Is there any direct condition for determining the nature i.e. sign of one real root for sure?
Is it possible by simply observing only the signs of coefficients without making any calculation?
Let $$f(x)=ax^3+bx^2+cx+d$$ $$f'(x)=3ax^2+2bx+c$$ The cubic equation will have exactly one real root if $\mathrm{Discriminant \space of \space f'(x)}<0$. (Sufficient but not necessary condition).
In that case the cubic equation will be strictly increasing or decreasing according as $a$ is positive or negative.
In that case, to check if your root is positive or negative, simply see the sign of $f(0)=d$.
For the case when $a>0$,
If $d>0$, the curve will have intersected the x-axis before $0$ and the root is negative and vice versa for the other case.
Suppose you know there is exactly one real root, and suppose without loss of generality that $a>0$ (it isn't zero, so if it's negative, multiply both sides by $-1$ and work with that equation instead).

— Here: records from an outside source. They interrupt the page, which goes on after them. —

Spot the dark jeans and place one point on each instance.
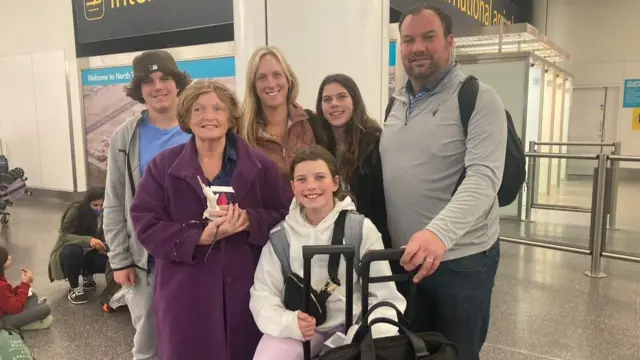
(456, 301)
(75, 262)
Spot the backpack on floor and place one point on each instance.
(515, 171)
(12, 346)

Call the expression on the left side $f(x)$. Note that $f$ changes sign exactly once (at the root), so it must be positive on one side of the root and negative on the other. And since $a>0$, the function is negative for large negative $x$ and positive for large positive $x$ (that is, the function runs roughly uphill to the right, "in the large", if we ignore the possible wiggle it may have somewhere in between). Note also that $f(0) = d$.
If $d=0$, the root is zero and you are done. Otherwise either $d>0$, so that the root must be to the left of $0$ (i.e., the root is negative), or $d<0$, so that the root is to the right of $0$ (i.e., the root is positive).
The gist of the idea here is that there is a point on the graph of $f$ in the 3rd quadrant, and there is a point on the graph in the first quadrant. The graph connects these points, and must cross the $y$-axis somewhere. If it crosses the positive $y$-axis, then it must also cross the negative $x$-axis. If it crosses the negative $y$-axis, then it must also cross the positive $x$-axis. Think of trying to draw the graph of any continuous function that passes through the three points and you will be convinced that you must cross the $x$-axis in the manner described.